Regreso… cierto alivio… a la cama para no dormir
angustiado por la amenaza del dolor que grita desde algún lado “volveré”.
Se acaba el canuto y agarra la mano libre. Todo parece
haberse apaciguado hasta que una cucaracha entra en escena por debajo de la
puerta del cuarto.
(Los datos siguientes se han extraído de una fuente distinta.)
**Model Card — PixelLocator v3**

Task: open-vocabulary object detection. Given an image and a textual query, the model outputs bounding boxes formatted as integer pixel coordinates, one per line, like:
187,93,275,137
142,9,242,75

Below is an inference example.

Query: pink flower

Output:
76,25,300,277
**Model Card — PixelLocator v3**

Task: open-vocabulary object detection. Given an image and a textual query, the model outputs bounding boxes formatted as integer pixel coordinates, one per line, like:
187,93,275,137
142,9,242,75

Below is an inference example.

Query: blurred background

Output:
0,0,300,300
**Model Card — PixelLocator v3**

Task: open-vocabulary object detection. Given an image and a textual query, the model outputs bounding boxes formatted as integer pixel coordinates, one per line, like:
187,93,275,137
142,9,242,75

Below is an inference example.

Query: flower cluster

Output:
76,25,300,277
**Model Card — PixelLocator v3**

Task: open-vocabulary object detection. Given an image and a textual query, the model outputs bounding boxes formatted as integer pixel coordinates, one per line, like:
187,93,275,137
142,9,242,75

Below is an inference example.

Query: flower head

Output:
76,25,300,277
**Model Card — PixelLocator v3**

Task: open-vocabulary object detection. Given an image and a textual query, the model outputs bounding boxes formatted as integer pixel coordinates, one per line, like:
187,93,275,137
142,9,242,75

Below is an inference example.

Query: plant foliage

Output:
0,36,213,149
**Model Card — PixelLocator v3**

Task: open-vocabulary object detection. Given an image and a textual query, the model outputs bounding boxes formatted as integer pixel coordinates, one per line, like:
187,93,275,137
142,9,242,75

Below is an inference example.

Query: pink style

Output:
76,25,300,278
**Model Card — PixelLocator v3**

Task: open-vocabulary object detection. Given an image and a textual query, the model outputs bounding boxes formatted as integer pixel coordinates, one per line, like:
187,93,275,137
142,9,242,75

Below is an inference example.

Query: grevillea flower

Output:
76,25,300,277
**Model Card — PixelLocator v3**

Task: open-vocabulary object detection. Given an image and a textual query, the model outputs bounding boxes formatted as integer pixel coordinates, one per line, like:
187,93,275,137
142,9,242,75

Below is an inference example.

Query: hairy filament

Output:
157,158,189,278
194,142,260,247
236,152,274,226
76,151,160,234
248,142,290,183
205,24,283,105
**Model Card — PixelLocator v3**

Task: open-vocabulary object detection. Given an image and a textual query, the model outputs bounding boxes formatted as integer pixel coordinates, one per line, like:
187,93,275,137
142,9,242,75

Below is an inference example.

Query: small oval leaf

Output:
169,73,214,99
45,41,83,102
Los padres se escandalizan por temor a las posibles nuevas
infecciones de un bicho de las profundidades fecales y lo persiguen por toda la
habitación zapatilla en mano… el insecto se escapa dando vueltas sin
aparente voluntad hasta que cansada de
la persecución despliega las alas, las chirría contra su cuerpo blando bajo el
caparazón, como la mermelada entre dos tostadas y ahora es la cebra
persiguiendo a las leonas: él y ella huyen despavoridos alrededor de la cama
del enfermo para detenerse solo cuando la escuchan… débil… utópica… imaginada
quizás hasta que lo observan y comprueban que no tose, sino que ríe: al niño le
hace gracia ver como una porquería roja y voladora es capaz de dominar a dos
adultos de más de tres metros en suma y se explota dando vueltas en el colchón:
el culo duele, la garganta duele, el corazón duele, pero por una vez duele de
placer.
Ahora son los tres quienes carcajean sobre el colchón
mientras cuatro manos hacen cosquillas en una barriga llena de enfermedad al
tiempo que el bicho huye por la ventana satisfecha del indulto.
Primera risa en dos años… primera señal de alegría…
primera vez que todos dejan de compadecerse… abrir las aguas es un truco de
fontanería: los milagros no nacen de lo imposible, sino de lo improbable.